La Poët della fiction assomiglia più a una detective che a un avvocato, e anche se non le resta molta scelta – una volta negatole l’accesso alla professione – l’abito di Sherlock Holmes (o meglio Enola Holmes) le calza alla perfezione. La Poët di oggi è sfrontata, astuta, brillante. Con il suo “altergo” storico condivide la caparbietà, la capacità di aggirare un “no”, trasformandolo in una possibilità.

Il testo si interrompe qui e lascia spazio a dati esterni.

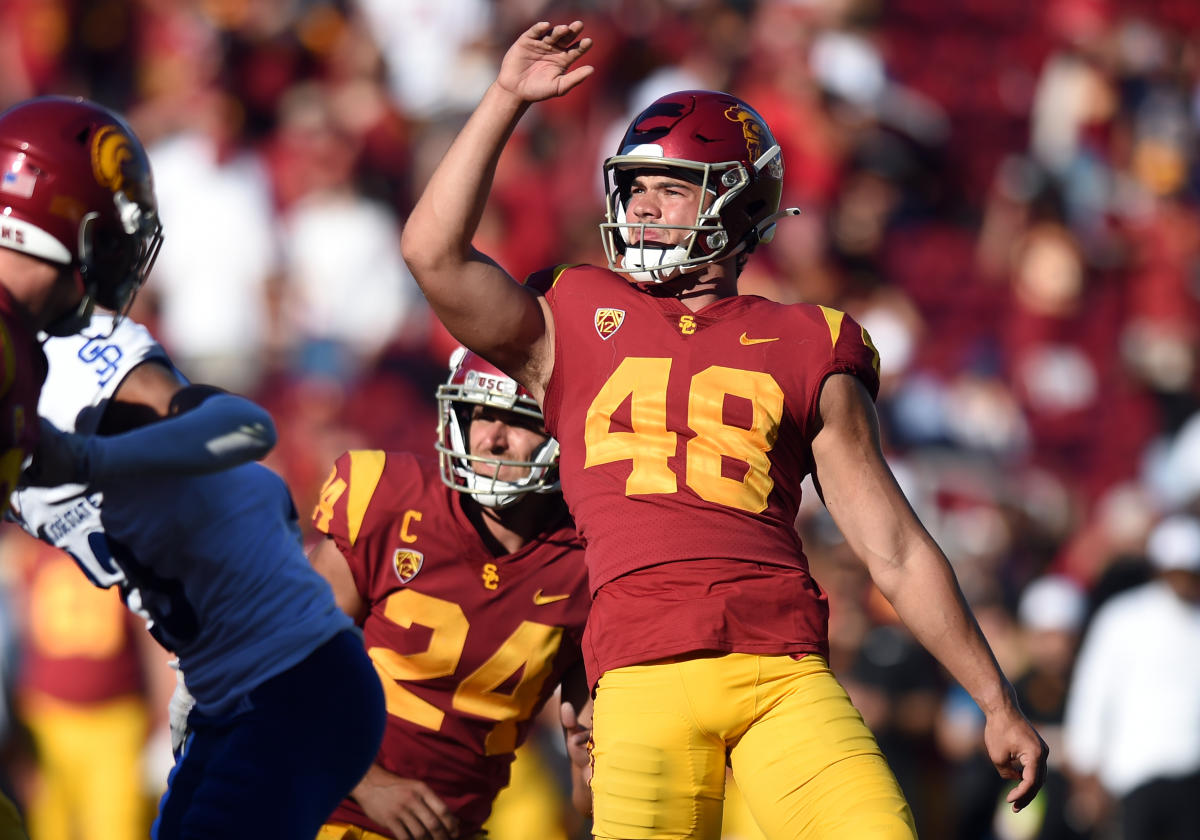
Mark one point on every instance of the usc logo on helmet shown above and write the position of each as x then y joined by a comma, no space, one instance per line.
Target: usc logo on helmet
753,130
111,151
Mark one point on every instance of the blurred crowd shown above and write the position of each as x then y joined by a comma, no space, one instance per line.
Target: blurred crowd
1006,195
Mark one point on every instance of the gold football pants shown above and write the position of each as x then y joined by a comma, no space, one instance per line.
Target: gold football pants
803,759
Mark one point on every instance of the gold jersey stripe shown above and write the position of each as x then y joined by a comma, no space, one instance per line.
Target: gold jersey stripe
366,468
833,321
10,359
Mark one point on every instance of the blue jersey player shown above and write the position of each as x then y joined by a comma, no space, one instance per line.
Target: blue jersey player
149,483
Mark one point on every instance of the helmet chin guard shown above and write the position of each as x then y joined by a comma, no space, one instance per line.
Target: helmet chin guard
474,382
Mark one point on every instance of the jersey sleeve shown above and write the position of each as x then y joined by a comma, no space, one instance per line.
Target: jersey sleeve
90,366
544,280
851,349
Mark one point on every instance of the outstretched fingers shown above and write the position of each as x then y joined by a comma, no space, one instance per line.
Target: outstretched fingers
1031,772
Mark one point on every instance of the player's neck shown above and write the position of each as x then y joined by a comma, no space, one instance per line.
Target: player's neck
508,531
700,288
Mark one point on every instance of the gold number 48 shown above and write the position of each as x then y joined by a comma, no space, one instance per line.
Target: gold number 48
643,382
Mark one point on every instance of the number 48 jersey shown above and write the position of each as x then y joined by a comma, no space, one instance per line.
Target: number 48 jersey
685,439
469,646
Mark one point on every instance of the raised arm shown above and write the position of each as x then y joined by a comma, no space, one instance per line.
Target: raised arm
477,299
913,574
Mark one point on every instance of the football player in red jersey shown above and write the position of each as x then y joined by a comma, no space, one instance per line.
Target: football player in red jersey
468,580
78,227
688,418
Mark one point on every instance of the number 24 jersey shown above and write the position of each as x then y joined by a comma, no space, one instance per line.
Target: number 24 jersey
469,646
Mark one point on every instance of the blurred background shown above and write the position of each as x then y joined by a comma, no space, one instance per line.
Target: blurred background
1003,193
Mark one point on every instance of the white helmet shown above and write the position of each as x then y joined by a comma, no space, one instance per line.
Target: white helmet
474,382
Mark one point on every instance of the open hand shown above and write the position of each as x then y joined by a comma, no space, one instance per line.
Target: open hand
407,808
538,65
1018,753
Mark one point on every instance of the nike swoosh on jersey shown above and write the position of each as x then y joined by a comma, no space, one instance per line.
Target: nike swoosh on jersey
748,341
539,599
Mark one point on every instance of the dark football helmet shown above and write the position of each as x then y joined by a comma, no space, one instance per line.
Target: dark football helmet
715,141
474,382
76,189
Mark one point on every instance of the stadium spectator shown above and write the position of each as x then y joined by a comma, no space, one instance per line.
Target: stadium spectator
1131,733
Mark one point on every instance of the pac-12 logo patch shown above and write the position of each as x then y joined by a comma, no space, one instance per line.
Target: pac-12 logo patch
407,563
609,321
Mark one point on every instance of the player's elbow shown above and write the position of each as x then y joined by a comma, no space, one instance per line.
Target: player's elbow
430,259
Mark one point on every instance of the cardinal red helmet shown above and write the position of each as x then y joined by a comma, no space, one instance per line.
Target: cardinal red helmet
475,382
76,190
715,141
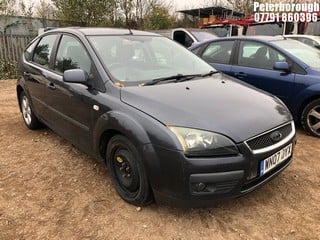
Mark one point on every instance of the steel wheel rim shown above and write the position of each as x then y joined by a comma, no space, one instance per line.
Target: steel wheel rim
127,176
313,120
26,110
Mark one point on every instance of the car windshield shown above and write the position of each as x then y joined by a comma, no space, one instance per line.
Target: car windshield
133,59
303,52
270,29
202,36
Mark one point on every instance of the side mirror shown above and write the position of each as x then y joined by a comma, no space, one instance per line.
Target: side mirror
75,76
281,66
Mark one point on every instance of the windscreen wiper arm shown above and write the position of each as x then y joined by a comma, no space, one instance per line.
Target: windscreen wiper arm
177,78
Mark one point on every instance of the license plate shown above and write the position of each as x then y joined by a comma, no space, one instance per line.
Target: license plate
274,160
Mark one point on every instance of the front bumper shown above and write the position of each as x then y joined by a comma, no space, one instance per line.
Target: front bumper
198,182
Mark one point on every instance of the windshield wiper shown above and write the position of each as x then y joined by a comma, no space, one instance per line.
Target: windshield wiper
178,78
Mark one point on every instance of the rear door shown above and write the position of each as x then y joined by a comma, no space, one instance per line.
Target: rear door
218,54
254,65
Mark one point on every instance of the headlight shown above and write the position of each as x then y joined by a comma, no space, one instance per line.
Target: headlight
203,143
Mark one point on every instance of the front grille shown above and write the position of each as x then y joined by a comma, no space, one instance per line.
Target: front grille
264,141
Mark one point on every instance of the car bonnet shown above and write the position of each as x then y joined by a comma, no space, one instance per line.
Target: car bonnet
216,104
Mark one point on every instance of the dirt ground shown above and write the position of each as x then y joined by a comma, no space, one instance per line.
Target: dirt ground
50,190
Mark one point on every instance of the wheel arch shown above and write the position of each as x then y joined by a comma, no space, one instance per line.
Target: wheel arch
113,123
304,104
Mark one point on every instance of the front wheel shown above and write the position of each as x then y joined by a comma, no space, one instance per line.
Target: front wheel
127,171
29,118
310,118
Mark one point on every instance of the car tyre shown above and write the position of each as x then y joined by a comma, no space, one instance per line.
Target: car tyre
310,118
28,116
127,171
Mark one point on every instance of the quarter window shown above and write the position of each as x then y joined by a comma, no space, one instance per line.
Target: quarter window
218,52
72,55
42,52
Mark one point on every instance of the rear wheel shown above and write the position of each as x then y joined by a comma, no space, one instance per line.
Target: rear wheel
27,114
127,171
311,118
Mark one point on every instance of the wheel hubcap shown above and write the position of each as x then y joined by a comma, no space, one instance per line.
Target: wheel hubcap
314,120
26,110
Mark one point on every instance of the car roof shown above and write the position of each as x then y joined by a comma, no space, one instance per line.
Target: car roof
303,36
260,38
87,31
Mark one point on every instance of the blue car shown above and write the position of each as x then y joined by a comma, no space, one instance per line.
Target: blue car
284,67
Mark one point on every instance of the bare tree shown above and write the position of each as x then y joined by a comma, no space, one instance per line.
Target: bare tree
45,10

Ma è più moderna di quanto ci si aspetti da una serie in costume, più libera, forse, di quanto le avrebbe concesso la Torino di fine ’800. Libera sessualmente, libera di girare per strada a notte fonda, libera di tracannare un cognac in un bar, senza la compagnia di un uomo. Certo: nella realtà e nella fiction non mancano le occhiatacce, i musi lunghi, le frasi che alludono allo scandalo (“Se ti Dio di voleva avvocato, non ti faceva donna”). Ma si ha l’impressione che questa serie serva più a noi, di quanto non sarebbe servita alla vera Poët. «L’idea è di riprendere alcuni elementi della sua storia reale per rielaborarli in chiave light procedural», spiega il regista Matteo Rovere. «La vera Poët è un personaggio fortemente resiliente che rispetto al suo tempo non ha alcuna forma di pacificazione. Abbiamo cercato di teletrasportare un carattere moderno nel passato, per far sì che i contrasti tematici venissero alla luce attraverso una sensibilità contemporanea – aggiunge -. I due personaggi sono in parallelo. Anche per sottolineare come la parità di genere sia un punto di arrivo ancora lontano».

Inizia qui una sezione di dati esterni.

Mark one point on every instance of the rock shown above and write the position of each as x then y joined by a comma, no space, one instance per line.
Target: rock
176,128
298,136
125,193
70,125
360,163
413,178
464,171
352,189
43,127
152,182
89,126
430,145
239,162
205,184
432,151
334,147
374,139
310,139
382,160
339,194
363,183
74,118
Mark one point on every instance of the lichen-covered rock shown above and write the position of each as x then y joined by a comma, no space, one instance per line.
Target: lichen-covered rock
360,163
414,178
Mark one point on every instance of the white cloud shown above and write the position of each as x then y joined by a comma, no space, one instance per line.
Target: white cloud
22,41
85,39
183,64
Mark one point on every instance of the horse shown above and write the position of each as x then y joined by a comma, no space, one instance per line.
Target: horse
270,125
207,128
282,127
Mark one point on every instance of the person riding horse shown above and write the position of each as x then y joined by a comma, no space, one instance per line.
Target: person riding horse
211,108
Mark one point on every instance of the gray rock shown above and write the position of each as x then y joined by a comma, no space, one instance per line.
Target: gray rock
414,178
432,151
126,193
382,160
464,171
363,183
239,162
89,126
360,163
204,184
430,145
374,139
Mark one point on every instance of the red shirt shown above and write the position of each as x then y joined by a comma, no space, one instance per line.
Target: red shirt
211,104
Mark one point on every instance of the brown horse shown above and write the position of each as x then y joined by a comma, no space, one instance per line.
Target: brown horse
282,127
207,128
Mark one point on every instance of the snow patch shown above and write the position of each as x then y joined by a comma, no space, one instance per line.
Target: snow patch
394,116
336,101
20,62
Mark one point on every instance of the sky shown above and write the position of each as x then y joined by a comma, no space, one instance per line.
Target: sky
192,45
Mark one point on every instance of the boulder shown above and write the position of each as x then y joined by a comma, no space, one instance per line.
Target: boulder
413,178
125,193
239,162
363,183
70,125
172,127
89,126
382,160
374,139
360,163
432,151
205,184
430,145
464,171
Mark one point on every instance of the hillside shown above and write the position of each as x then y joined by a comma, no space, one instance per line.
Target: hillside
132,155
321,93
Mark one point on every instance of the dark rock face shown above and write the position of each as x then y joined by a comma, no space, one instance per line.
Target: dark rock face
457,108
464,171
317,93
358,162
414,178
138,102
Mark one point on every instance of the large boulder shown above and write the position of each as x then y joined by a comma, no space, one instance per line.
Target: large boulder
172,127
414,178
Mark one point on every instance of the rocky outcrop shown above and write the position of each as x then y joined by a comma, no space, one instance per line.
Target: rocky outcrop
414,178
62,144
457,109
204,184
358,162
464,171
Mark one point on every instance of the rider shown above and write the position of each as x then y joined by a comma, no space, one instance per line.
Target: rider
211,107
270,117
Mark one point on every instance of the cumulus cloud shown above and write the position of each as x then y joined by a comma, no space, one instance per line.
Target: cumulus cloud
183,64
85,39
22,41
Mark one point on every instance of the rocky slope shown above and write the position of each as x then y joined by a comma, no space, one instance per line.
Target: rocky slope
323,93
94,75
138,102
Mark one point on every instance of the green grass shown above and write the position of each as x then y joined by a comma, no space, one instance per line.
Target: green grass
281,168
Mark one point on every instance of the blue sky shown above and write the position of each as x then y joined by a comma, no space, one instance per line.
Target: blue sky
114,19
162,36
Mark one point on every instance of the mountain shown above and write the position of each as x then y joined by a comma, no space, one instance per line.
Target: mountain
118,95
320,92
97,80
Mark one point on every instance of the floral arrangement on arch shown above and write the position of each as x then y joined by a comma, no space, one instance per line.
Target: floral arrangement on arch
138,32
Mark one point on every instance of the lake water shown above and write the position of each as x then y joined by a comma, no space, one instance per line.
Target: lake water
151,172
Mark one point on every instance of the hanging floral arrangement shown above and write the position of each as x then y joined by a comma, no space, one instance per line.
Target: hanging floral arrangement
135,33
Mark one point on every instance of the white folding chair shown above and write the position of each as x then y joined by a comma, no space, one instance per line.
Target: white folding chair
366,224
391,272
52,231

E di fatti le obiezioni degli uomini di allora, sono simili alle obiezioni degli uomini di oggi. “Chi crederebbe mai che una donna fa l’avvocato?”, ironizza il personaggio. Che anche nella serie tv trasforma quel limite nella sua forza, e sfida l’ostinazione ottusa di chi le cuce addosso un destino per tirarne fuori un diritto che oggi sembra “natutale”. Già, oggi non siamo messi così male. Ma a Lidia Poët, alla fine, è bastato il rigore della legge per scardinare una cultura maschilista e imporsi legittimamente come professionista. Dopo di lei invece si è scoperto che anche una norma non basta. Non basta un pezzo di carta. Non basta un titolo. E per questo, forse, serve anche una serie tv, con una protagonista femminile che riguadagna spazio, per poter dire insieme a lei: “Verrà un secolo in cui queste nostre dispute sulla dignità femminile suoneranno grottesche, come oggi suonano quelle di chi pochi secoli orsono si chiedeva se gli indiani d’America avessero o non avessero un’anima immortale”.